For the better part of four decades, Victory Wallace, 70, has made a monthly trip from New Orleans to the Louisiana State Penitentiary at Angola to visit her brother Herman, who just turned 68. The 140-mile journey has shades of Heart of Darkness, following the course of the Mississippi River to a remote prison colony from which most inmates never return. At the dark heart of this former slave plantation, Herman Wallace has lived most of the past 37 years in solitary confinement, imprisoned alone for 23 hours a day in a 6-by-9-foot cell.

When Herman was moved in the spring of 2009 from Angola to Hunt Correctional Center near Baton Rouge, Vickie's trip got a bit shorter. But what she found when she arrived on her most recent visit was even worse than usual. Because of a disciplinary infraction, Herman had been placed in "extended administrative lock down." That meant Vickie was denied a contact visit, and was permitted to see her brother only through a glass partition as they spoke over a telephone. His hands were shackled to the table. (Other recent visitors reported that the shackles made it hard for him to hold the phone to his ear, while his hearing loss made communication over the telephone difficult.) Herman complained to Vickie that he was cold, and she thought that he had lost weight. His spirits, she said, were not the best.
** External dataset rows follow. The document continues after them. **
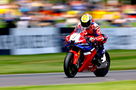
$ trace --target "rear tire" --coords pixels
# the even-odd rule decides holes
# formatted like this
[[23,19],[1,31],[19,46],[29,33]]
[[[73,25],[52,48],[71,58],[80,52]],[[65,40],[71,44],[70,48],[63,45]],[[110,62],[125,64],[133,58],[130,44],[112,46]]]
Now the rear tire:
[[96,71],[94,71],[94,74],[96,75],[96,77],[104,77],[110,69],[110,56],[107,51],[105,52],[105,56],[107,61],[107,67],[102,69],[97,69]]
[[64,59],[64,72],[68,78],[73,78],[77,74],[77,66],[73,64],[73,53],[68,53]]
For years, Herman Wallace's hopes have ridden on two cases that are inching their way through the courts--one challenging his conviction, the other challenging his long-term solitary confinement. Now, after a decade of starts and stops, obstacles and delays, both cases are advancing toward conclusions that will determine how he spends what's left of his life.

With the exception of a few brief intervals, Wallace has been living in lock down since 1972, when he was accused of murdering a young Angola prison guard. Along with another inmate named Albert Woodfox, he was tried, convicted, and sentenced to life without parole. Wallace, Woodfox, and a third longtime prisoner called Robert King--who are known as the Angola 3--are also plaintiffs in a federal lawsuit alleging that their unparalleled time in solitary violates the constitutional ban on cruel and unusual punishment. The case [1]--which could potentially affect the estimated 25,000 American prisoners living in long-term lockdown--is expected to come to trial in the US District Court in Baton Rouge in early 2010.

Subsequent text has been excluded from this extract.